Holiday Cioppino

Holiday Cioppino

This light, holiday recipe is a modern take on the traditional Italian “fisherman’s stew.” Featuring a variety of fresh fish and shellfish, it’s high in protein, and surprisingly easy to prepare.

CAL/SERV :

340

PREP TIME :

15 MINS

YIELDS :

8 SERVINGS

COOK TIME:

45 MINS

INGREDIENTS

  • 3 Tbsp olive oil
  • 1 large fennel bulb, thinly sliced
  • 1 medium onion, chopped
  • 3 medium shallots, chopped
  • 4 garlic cloves, minced
  • 1 tsp crushed red pepper
  • 5 sprigs fresh oregano, chopped
  • 1 bay leaf
  • 1/4 cup tomato paste (no salt added)
  • 2 (28-oz) cans diced tomatoes (no salt added, optional fire roasted)
  • 1 cup dry white wine
  • 3 1/2 cups water
  • 1 lb clams, scrubbed
  • 1 lb mussels, scrubbed and debearded
  • 1 lb large raw shrimp, peeled and deveined
  • 1 lb tilapia or halibut, cut into 2-3” cubes
  • 1 loaf crusty bread

INSTRUCTIONS

  1. Add olive oil to large pot on medium heat.

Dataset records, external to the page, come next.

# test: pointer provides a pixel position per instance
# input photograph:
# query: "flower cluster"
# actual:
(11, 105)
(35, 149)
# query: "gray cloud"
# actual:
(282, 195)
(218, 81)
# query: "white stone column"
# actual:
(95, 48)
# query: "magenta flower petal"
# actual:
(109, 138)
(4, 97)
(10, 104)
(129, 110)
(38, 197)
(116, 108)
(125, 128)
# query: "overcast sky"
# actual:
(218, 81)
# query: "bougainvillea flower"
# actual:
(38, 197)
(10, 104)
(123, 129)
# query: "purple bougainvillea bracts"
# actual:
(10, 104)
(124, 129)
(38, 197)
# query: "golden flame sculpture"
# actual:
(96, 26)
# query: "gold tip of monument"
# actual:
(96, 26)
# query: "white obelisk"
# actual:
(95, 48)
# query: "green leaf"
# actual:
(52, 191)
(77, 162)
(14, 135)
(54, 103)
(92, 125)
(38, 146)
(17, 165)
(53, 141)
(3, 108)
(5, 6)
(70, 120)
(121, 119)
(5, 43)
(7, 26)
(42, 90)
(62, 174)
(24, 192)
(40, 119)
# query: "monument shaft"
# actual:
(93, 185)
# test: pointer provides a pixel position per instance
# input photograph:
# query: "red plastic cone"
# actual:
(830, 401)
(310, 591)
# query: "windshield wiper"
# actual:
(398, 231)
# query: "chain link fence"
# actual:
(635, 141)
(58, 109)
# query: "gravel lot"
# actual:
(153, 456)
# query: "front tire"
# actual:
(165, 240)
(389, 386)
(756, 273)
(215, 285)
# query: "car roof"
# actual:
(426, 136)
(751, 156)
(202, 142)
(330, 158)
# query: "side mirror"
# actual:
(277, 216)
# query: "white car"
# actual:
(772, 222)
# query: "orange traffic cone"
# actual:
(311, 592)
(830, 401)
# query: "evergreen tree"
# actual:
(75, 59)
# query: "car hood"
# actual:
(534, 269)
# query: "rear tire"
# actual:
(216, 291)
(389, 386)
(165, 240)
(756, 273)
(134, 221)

Add fennel, onion and shallots and sauté for 5-10 minutes, or until onions are translucent.
  2. Add garlic and red pepper flakes and sauté 2 minutes.
  3. Add oregano, bay leaf, tomato paste, canned tomatoes, wine and water. Stir well to combine.
  4. Reduce heat to low, cover and simmer for 30 minutes.
  5. Add clams and mussels to pot, stir and cover. Cook an additional 5 minutes or until they begin to open.
  6. Add shrimp and fish and simmer with lid off 5 minutes, or until the mussels and clams are fully open*.
  7. While the cioppino is finishing, toast slices of sourdough (or other) bread. (optional: rub garlic over the toasted bread)
  8. Ladle soup into large bowls and serve with toasted sourdough bread.
  9. *Discard any mussels or clams that do not open.

Nutrition (per serving):

340 calories, 9 g total fat (1 g saturated fat), 22 g carbohydrate, 36 g protein, 4 g fiber, 670 mg sodium.